Obviously, it’s part of the job of any political party to communicate everything from the angle that is more favourable to them. Therefore let us leave the question of whether Orbán or Brussels won this round to those genuinely interested in answering it. Because I believe there is an underlying truth in all of this that is more interesting than petty semantic battles. The lesson is about what ultimately matters in international negotiations—and does not.
The whole row started because the EU regards itself as the ultimate moral authority
and fashions its policy
dictates recommendations based on the arbitrary principles of today’s liberal ideological dogmas. But it seems that when it comes to concrete results, ideological warfare is no longer enough. International relations are all about constant negotiation, and that rarely ever ends without a compromise. You want to get something; you give something in return.
Now, here’s the problem with the European Union’s trajectory in recent years. When you move away from rational realpolitik to a more ideologically driven one, it’s going to get increasingly hard to come to an agreement on anything. That is simply because political preference can be changed easily based on the realities on the ground, but dogmas and ideology are usually non-negotiable. True champions of the ‘truth’ do not get to just change their minds, do they? Not if they want to preserve their integrity.

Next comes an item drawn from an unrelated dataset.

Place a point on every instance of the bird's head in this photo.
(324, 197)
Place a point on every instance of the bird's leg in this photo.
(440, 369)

But politics is different; it needs a certain level of flexibility that religions (including the religion of the woke) do not have. The agreement between Hungary and the EU is a testimony to that:
politics is still the same old game of tit for tat and interests ultimately reign in the world of diplomacy.
Regardless of ideologies and the senseless moralizing in front of the cameras, behind closed doors reason eventually prevails and all parties leave satisfied. In this sense, it matters not whether Brussels or Hungary won; the real victory belongs to Europe. There is no single ideology that determines Europe’s political posture, and there should never be one; the diversity of values must be preserved. This agreement in Brussels proves that there is still freedom in European politics and that where there’s a will there’s a way: a chance to get things done by resorting to reasonable realpolitik.